I walked into a church and immediately felt overwhelmed with options. There were booths everywhere in the foyer, each competing for my attention. There were greeters handing me things. There were churchgoers asking my name. There were people trying to get my children’s attention. Five minutes into the visit all I could think of was GET ME OUT OF HERE! This was a broken welcome area. It was meant to make people feel welcome but just confused people. But I highly doubt that church staff spends more than 5 minutes a week thinking about the welcome area. They are working on the wrong strategy, aren’t they?
Dropping our kids off at school is absolute chaos. With no bus service every parent must either drop off their child by car or walk them from the neighborhood. Mix in 500 kids and their imagination-driven walking patterns with a few hundreds cars driven by people from all cultures and walks of life and you have one chaotic mess on a small two-lane street. While the school focuses on keeping kids safe and trying to make pick-up and drop off more efficient you can’t help but see that the whole thing is doomed. They are working on the problem instead of trying to fix what is broken.
Sometimes I visit people blogs and see things that are obviously broken. Bad links, colors that literally makes my eyes water, and no way to subscribe via RSS so I don’t have to ever go back. I don’t care how great your content is! Chosing to leave the bad design there while the content is great is the wrong strategy.
Great leaders pay attention to the most obvious stuff. In whatever you lead you have to stop on a regular basis and say, “Are the basic things running perfectly?” Can customers find what they are looking for? Do visitors feel like this is a church they can belong? Can I drop my kids off at school without them getting hurt? Can I read your blog?

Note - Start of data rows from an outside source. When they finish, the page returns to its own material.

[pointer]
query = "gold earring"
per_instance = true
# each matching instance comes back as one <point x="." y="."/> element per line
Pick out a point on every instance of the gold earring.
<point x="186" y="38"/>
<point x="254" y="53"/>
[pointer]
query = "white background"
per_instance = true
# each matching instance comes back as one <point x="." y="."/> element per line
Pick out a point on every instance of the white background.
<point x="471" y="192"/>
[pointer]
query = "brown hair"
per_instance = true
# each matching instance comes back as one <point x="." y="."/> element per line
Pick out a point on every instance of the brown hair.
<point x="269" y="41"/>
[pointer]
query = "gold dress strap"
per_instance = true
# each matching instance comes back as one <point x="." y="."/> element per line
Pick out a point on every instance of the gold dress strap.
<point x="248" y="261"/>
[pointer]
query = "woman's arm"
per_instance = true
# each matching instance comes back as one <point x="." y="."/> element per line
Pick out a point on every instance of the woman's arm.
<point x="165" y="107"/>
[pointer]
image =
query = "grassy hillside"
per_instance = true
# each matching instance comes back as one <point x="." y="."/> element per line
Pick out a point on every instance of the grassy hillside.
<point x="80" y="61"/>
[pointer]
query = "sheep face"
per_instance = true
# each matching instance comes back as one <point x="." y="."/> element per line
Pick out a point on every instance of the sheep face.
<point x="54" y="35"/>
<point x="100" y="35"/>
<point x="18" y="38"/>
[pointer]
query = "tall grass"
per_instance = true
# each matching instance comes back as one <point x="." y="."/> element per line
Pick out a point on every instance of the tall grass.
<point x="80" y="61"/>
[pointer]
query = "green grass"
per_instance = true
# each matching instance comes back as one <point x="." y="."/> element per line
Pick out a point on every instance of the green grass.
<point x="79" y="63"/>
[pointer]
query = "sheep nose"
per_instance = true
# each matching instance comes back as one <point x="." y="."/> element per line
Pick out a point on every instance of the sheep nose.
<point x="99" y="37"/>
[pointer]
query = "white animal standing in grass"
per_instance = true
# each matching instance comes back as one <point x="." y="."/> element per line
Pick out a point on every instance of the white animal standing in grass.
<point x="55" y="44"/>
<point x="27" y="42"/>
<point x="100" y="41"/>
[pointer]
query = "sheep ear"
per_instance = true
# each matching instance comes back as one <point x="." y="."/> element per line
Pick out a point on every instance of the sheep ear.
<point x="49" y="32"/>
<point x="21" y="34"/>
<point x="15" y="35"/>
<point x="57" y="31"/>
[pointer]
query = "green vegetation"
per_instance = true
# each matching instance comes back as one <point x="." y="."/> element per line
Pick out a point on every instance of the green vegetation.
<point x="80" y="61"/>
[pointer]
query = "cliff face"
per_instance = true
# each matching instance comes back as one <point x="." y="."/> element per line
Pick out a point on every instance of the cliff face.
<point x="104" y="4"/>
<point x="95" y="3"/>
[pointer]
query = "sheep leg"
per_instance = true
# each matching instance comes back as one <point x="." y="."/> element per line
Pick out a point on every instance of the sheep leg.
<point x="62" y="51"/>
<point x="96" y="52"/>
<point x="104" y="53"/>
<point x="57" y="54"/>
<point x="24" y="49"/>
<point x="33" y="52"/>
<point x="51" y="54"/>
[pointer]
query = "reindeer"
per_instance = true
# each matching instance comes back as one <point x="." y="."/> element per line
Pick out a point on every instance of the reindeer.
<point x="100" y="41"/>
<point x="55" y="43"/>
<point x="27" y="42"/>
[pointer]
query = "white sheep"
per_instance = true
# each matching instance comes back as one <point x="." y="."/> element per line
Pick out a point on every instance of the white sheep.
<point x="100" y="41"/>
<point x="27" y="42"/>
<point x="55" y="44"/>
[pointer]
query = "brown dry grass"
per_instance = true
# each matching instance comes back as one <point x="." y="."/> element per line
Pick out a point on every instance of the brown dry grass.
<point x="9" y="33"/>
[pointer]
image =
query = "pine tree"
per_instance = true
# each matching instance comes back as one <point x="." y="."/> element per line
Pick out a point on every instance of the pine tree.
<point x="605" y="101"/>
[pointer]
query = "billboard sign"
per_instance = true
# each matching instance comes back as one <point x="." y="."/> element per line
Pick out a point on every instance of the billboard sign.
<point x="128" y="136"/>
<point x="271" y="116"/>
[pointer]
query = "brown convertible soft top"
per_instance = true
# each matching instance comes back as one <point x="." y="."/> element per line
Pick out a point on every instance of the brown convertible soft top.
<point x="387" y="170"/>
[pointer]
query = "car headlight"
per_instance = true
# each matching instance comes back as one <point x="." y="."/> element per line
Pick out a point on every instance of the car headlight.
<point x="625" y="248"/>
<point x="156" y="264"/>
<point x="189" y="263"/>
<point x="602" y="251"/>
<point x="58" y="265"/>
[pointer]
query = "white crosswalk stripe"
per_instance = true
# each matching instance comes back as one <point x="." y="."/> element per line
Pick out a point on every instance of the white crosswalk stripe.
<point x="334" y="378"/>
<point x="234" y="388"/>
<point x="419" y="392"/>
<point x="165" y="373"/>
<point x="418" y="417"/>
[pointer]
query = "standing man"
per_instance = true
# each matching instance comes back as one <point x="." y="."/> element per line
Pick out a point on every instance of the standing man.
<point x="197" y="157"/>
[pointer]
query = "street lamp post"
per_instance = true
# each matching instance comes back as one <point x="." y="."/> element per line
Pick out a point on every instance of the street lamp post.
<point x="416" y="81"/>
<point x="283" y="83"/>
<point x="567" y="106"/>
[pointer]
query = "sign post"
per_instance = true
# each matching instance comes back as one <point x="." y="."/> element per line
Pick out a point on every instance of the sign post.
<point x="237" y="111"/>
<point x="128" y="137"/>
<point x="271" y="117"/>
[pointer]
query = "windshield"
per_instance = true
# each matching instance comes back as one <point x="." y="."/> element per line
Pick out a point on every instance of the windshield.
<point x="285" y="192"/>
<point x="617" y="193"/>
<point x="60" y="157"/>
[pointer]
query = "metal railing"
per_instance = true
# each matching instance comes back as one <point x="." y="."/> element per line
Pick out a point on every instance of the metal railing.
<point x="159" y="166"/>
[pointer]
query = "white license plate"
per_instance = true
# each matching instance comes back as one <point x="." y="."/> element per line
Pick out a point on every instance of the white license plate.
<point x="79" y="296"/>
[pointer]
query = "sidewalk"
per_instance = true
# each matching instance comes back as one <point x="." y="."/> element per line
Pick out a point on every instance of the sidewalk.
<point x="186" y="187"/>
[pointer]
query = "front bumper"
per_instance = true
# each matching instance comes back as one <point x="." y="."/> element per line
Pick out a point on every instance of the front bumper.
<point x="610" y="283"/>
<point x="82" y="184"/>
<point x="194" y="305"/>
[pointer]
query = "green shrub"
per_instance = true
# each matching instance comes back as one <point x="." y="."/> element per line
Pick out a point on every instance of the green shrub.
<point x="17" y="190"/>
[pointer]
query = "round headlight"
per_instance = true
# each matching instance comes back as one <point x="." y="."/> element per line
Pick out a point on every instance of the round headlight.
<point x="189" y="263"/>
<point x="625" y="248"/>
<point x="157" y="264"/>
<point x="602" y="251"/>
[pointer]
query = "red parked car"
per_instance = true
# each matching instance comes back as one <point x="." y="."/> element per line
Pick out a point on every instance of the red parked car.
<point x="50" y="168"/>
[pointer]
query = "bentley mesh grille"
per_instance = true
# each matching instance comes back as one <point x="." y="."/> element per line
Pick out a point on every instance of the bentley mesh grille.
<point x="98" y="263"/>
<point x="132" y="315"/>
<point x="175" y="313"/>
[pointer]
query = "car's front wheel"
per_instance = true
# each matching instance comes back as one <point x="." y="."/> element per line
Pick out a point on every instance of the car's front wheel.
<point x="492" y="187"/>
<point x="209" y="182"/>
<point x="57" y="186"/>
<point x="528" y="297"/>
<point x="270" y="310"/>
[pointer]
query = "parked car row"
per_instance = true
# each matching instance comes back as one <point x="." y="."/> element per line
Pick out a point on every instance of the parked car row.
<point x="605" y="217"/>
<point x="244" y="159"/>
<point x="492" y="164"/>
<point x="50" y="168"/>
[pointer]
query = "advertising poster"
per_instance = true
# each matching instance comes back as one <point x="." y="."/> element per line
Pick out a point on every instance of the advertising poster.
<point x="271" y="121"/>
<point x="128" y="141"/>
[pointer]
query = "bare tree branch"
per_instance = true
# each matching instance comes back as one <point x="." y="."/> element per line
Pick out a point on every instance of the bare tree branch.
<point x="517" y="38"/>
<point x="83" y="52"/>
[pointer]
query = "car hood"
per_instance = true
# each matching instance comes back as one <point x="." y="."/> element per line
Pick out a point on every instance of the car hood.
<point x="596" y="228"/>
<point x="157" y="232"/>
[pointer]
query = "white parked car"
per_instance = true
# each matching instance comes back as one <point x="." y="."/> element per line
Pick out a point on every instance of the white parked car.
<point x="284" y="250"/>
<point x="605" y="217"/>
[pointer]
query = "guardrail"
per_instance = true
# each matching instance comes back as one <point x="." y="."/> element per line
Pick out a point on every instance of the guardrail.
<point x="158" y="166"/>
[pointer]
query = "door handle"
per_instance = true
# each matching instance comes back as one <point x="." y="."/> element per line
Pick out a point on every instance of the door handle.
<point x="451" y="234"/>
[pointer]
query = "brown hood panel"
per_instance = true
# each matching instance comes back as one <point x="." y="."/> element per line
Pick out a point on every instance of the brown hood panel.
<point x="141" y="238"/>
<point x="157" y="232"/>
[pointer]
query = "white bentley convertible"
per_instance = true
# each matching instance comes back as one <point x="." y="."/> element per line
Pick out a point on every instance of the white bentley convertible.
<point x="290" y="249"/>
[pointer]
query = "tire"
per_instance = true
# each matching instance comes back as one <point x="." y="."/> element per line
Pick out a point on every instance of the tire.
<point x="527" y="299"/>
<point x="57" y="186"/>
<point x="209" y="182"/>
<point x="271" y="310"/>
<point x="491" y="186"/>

If you don’t take care of the basic things– strategy doesn’t matter. No one will care about your company, church, school, or web content unless you have the basics covered. It’s like talking to a football coach who says that his number one priority is implementing the west coast offense. No one will care about your offensive strategy unless you take care of the real number one priority… making sure no one gets hurt.
When I was about 20 years old I got a job working on equipment that produced ID cards for a health insurance company. The truth was that the department was so lost in procedure and doing things right that they had no ability to get work done. The other people operating the equipment didn’t understand how the equipment worked and could only see the piles of mounting backlog. A machine that was supposed to print 900 ID cards an hour struggled to get 1500 produced in a day. Sometimes we’d have orders for 50,000 cards and be left with no choice but to outsource the work. It was bad. Pressure was mounting. And I knew that if we didn’t focus on the basic things my tenure there would be short. When I started my mantra was, “Just keep the machine running.” We started focusing on that one simple thing… keep the cards printing. We started training the operators on how to maintain the equipment. I showed them how to fix the most basic things themselves so that we didn’t have to wait 2-3 hours for a repairman to come in. By focusing on that one mantra of “keep the machine running” we were able to catch-up and eventually eliminate outsourcing the work. Pretty soon we went from one machine running one shift to 24 hour shifts, to a bigger office with 2 machines, to eventually 3 machines that could run 24 hours a day producing more per hour than the outsourcing companies could on their best day. Our team fixed what was broken and that opened the door of opportunity and expansion.
A good starting point for any leader is to look at the day and say, “What’s most obviously broken?” Work on that first.